Rice MR, Alvanos L, Kenney B. Pediatrics 2000; 105(3 Pt 1): 615-619.

Affiliation

Pediatric Trauma Services, Toledo Children's Hospital, OH 43606, USA. manda.rice@promedica.org

Copyright

(Copyright © 2000, American Academy of Pediatrics)

DOI

unavailable

PMID

10699118

Abstract

BACKGROUND: Snowmobiling is a popular family sport, with annual expenditures over $9 billion. The size and speed of snowmobiles make them potentially dangerous to children. Pediatric snowmobile-related trauma has not been studied in the United States. METHODS: We analyzed 291 pediatric snowmobile- related injuries and 75 deaths reported to the Consumer Product Safety Commission from 1990 to 1998. We reviewed snowmobile legislation in the states that reported at least 1 death to the Consumer Product Safety Commission during this time period. RESULTS: The most common sites of injury were the extremities (48.8%) and the head, neck, and face (28.2%). Head and neck injuries were the predominant cause of death (66.7%). The most common diagnosis was contusion/abrasion (30.9%), followed by laceration (22%), fracture (20.3%), and strain/sprain (14.4%).
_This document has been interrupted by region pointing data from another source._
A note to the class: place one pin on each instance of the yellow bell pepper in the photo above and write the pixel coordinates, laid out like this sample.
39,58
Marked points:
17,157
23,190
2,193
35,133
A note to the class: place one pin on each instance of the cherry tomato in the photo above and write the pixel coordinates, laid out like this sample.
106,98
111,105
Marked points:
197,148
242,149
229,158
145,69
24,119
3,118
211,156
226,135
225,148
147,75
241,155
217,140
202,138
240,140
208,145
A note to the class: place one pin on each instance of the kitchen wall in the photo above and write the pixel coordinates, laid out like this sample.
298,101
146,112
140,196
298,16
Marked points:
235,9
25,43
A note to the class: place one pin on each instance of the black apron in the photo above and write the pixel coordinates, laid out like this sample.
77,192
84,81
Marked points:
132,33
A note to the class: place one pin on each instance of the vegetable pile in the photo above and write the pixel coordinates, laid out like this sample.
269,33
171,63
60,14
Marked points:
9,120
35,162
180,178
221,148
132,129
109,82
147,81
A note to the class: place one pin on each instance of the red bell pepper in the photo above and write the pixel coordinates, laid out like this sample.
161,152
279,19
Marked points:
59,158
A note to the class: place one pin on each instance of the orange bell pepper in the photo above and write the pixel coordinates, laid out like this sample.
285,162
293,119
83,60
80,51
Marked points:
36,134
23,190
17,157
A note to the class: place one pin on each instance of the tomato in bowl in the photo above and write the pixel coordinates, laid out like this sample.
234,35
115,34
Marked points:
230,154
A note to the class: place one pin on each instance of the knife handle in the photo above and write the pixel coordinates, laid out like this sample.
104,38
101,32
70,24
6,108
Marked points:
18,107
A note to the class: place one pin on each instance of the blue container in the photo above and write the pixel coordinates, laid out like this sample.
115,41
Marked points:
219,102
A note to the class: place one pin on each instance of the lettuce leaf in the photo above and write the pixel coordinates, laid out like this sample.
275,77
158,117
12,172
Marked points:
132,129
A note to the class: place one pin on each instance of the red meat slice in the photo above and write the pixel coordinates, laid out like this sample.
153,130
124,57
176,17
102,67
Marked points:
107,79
Nonfatal injuries most often involved ejection from the snowmobile (26.1%), but striking a stationary object was the most common mechanism in fatal crashes. The review of state legislation revealed that few age restrictions or helmet laws exist. Children as young as 8 years old may legally operate a snowmobile in some states. Often, restrictions do not apply to snowmobile use on private property, where 43% of pediatric snowmobile-related injuries occurred. CONCLUSIONS: Head, neck, and face injuries are common nonfatal injuries and are the most common cause of death. State legislation often lacks age restrictions on private property, and laws requiring helmet use are rare. Legislators have not addressed the dangers of pediatric snowmobile-related injuries. Helmet laws and age restrictions similar to those enacted for motorcycle riders are necessary and appropriate.